Nous avons beau être issus du milieu de la restauration et y avoir consacré la majeure partie de notre vie, en cuisine, nous sommes ok, juste ok. (Olivier s’est même déjà retrouvé chef d’un restaurant mexicain dans le nord du Québec! Ils étaient deux en poste, le chef et Olivier le plongeur. Le chef a démissionné…)
Nous pouvons arriver à créer une recette sympa, gourmande, avec beaucoup d’essais/erreurs et surtout, beaucoup de chance! Il était inconcevable que nous prenions ce département en charge.
Tous les scénarios ont défilé dans le plan d’affaire. Des chefs invités? Nous avons beaucoup de contacts dans le milieu, nous pourrions possiblement leur demander quelques recettes afin de compléter une carte créative et certainement décousue.
Nous pourrions assumer la tâche en équipe, tout le monde collabore et apporte ses idées. Une cuisine collective avec des employés impliqués? À un certain moment, nous avions effectivement un plan d’affaire sans chef. C’était novateur, mais oh combien insécurisant!
Ensuite, nous avons approché un ancien collègue de Québec qui avait abandonné le métier pour se concentrer sur l’ébénisterie. Il a accepté! Le plan était qu’il vienne passer le premier mois à temps plein, pour ensuite venir une journée par semaine. C’est loin d’être idéal direz-vous, mais nous connaissions ses capacités et avions confiance que le menu serait à la hauteur. Nous avons même effectué une journée complète de formation avec la toute première équipe de cuisine. La suite de l’histoire nous amènera à le remercier quelques jours avant son entrée en poste officielle.
Olivier :
Combien d’employés ai-je recrutés seulement grâce à mon travail à la SAQ et ma grande yeule? Quelques-uns et quelques-unes il faut dire. Mais les chefs se font plutôt rares, les bons, bien ils travaillent.
Par un beau mercredi après-midi, une femme se présente à la SAQ, je ne l’ai jamais vue. Elle se promène et me demande nonchalamment : « Vous auriez du Calvados? » « Bien sûr, sur les tablettes derrière moi. Du Calvados? C’est chouette! Vous faites un trou normand ??? » Je vous laisse imaginer à quel point la réponse de Véronique, pour un chasseur de tête comme moi en quête de stabilité pour notre futur restaurant, me mit dans un état de « ok le gros, focus, pis manque-la pas celle-là! »

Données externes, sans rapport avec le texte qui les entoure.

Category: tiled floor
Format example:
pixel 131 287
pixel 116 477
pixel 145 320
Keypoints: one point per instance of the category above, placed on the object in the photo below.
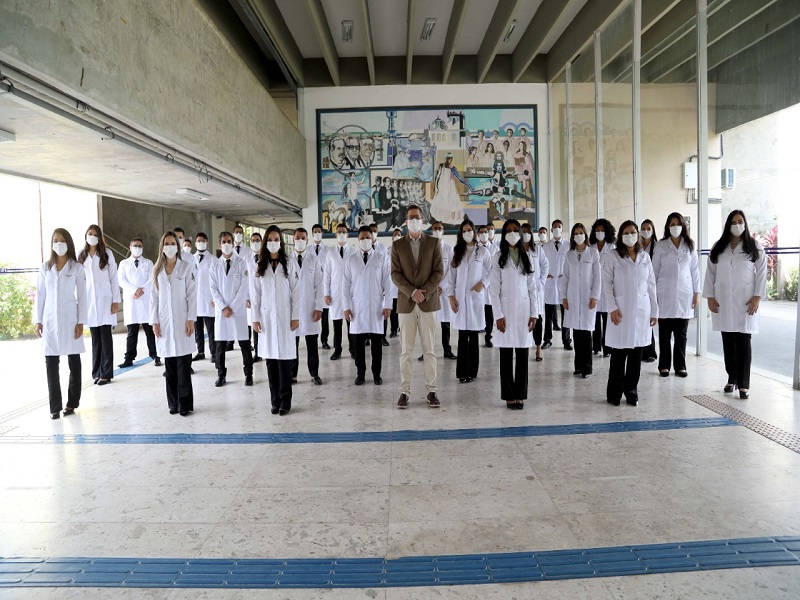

« Vous faites un trou normand ? »
« Non, je fais une sauce, je suis cheffe à domicile… »
Respire le grand, prends ton souffle.
« Ha c’est cool, nous on ouvre un restaurant ici à côté… »
« Ouin, je vois où vous voulez en venir, mais, personnellement, la restauration, j’ai donné, je suis très heureuse d’être à mon compte. »
Ok, calme-toi… T’as une cheffe devant toi qui a fait l’ITHQ à Montréal et qui a travaillé dans plein d’établissements prestigieux, pèse tes mots.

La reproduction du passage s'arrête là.